Photograph by Fabio Lovino/HBO

The only reason the robbery was able to happen, by the way, is because Valentin was distracting Gaitok from his security guard post—a shady moment from a shady man. As the robber and his accomplice escape, Gaitok is pistol-whipped, but he’s quickly comforted by the effervescent Mook, who’s impressed by his bravery. Gaitok hive wins again.

Typically, the general managers of The White Lotus play a bigger role in the series, but so far Christian Friedel’s Fabian has been largely relegated to the background. That might change, as this episode shows him sharing his musical aspirations. While he watches Sritala perform a fabulous song for the resort’s dinner guests, he carefully mouths along to the words. Someday, Fabian. Belinda, meanwhile, can’t catch a break; she’s been having the time of her life, giving and getting massages from hunky Pornchai, but that blissful bubble is popped when she clocks Greg at the restaurant. We don’t know how much she knows about Tanya and her death yet, but Greg is always bad news. Get a job/stay away from her!

Mr. Ratcliff is also headed down a very dark spiral. After dodging calls from the Wall Street Journal and the Washington Post all day, he finally gets a hold of the man who he most certainly committed fraud with: Kenneth Wynn, voiced by an absolutely frantic Ke Huy Quan (White loves a phone call cameo—remember Laura Dern playing Michael Imperioli’s scorned wife last season?) Kenneth, it turns out, has far bigger problems than a pesky business reporter calling him—20 FBI agents have raided his office, and to get out of this money laundering/bribery/Brunei government pickle he’s gotten himself into, he’s going to kill himself. He did, at least, get a burner phone just to tell Timothy to get a lawyer, like, yesterday. A real friend.

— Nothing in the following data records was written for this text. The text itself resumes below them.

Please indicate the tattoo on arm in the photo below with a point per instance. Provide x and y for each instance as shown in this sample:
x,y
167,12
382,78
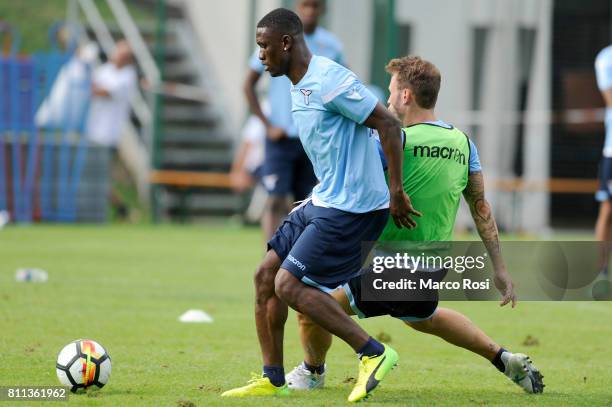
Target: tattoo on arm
x,y
483,217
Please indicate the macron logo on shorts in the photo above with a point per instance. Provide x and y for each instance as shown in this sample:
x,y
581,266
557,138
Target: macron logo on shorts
x,y
295,261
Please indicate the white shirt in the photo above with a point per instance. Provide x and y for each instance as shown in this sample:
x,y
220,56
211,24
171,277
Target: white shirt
x,y
108,115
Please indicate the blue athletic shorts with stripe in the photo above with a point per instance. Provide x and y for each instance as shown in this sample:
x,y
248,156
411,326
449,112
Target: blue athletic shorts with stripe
x,y
322,247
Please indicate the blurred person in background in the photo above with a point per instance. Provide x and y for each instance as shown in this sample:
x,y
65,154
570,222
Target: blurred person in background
x,y
603,227
113,86
64,107
287,170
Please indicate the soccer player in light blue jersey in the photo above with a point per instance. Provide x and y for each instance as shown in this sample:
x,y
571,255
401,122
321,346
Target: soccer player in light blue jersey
x,y
318,247
286,170
603,228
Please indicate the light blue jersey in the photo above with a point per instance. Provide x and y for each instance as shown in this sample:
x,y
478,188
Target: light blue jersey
x,y
603,72
320,42
329,106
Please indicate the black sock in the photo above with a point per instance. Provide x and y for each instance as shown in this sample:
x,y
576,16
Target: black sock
x,y
276,374
315,369
497,362
371,348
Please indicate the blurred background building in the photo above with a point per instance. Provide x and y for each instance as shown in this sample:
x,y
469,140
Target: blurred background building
x,y
517,77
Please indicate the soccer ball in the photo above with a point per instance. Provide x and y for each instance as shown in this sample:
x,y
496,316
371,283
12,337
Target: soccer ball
x,y
83,364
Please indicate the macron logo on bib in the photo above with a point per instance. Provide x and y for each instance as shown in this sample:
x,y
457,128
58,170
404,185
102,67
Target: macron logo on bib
x,y
295,261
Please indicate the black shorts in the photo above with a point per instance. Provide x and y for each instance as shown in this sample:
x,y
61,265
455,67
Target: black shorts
x,y
411,311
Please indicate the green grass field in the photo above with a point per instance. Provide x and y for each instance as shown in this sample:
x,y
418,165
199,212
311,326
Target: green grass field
x,y
125,286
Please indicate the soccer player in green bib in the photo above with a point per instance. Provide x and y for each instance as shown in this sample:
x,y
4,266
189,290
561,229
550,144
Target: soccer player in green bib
x,y
440,164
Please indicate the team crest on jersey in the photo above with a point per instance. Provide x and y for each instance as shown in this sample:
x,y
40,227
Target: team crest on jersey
x,y
306,93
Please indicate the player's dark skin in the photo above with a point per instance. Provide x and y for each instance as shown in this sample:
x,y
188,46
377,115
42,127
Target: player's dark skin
x,y
287,54
277,206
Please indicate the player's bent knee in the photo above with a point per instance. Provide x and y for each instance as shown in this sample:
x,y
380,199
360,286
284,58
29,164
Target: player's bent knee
x,y
265,274
304,320
285,286
421,326
278,204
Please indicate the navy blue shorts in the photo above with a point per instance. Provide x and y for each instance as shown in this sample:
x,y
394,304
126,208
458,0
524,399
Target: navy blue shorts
x,y
605,180
322,247
287,169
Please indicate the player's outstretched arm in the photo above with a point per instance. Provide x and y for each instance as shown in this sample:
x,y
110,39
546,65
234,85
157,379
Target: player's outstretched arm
x,y
487,229
390,134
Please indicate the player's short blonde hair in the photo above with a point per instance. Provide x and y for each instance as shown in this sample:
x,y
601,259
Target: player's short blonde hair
x,y
420,76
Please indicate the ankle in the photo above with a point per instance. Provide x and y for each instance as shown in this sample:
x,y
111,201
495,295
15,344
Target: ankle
x,y
318,369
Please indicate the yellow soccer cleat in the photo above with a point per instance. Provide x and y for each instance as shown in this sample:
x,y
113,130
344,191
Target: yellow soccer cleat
x,y
258,386
371,372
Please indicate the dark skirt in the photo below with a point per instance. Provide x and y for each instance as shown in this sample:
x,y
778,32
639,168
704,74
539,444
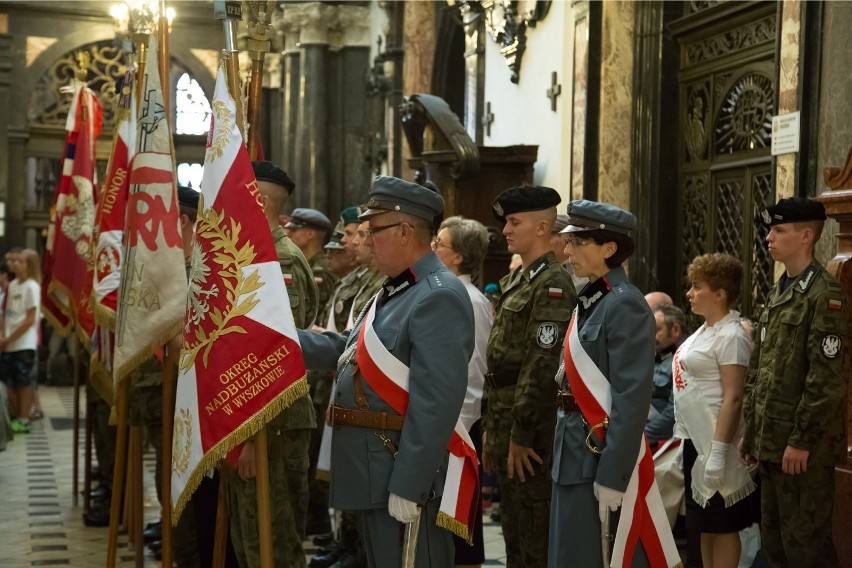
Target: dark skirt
x,y
715,517
465,553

As Timothy hangs up the phone, he overhears Lochlan telling the rest of the Ratliffs about a young girl who tried to warn her family after noticing the signs of an incoming tsunami (like the one that devastated parts of Thailand, though not the island of Koh Samui, 20 years ago). When a tsunami is coming, the tide pulls out suddenly, leaving the beach exposed before the major wave gathers speed and strength, crashing into the shore. In Lochlan’s story, the girl was ignored, to her family’s peril. It makes me think of this episode’s opening shot: the dark waves pulling back from the precariously perched island resort, trouble up ahead. It also brings to mind Chelsea’s experience of being robbed; “I could’ve died,” she keeps telling Chloe and Rick, who, despite witnessing the event, totally dismiss her.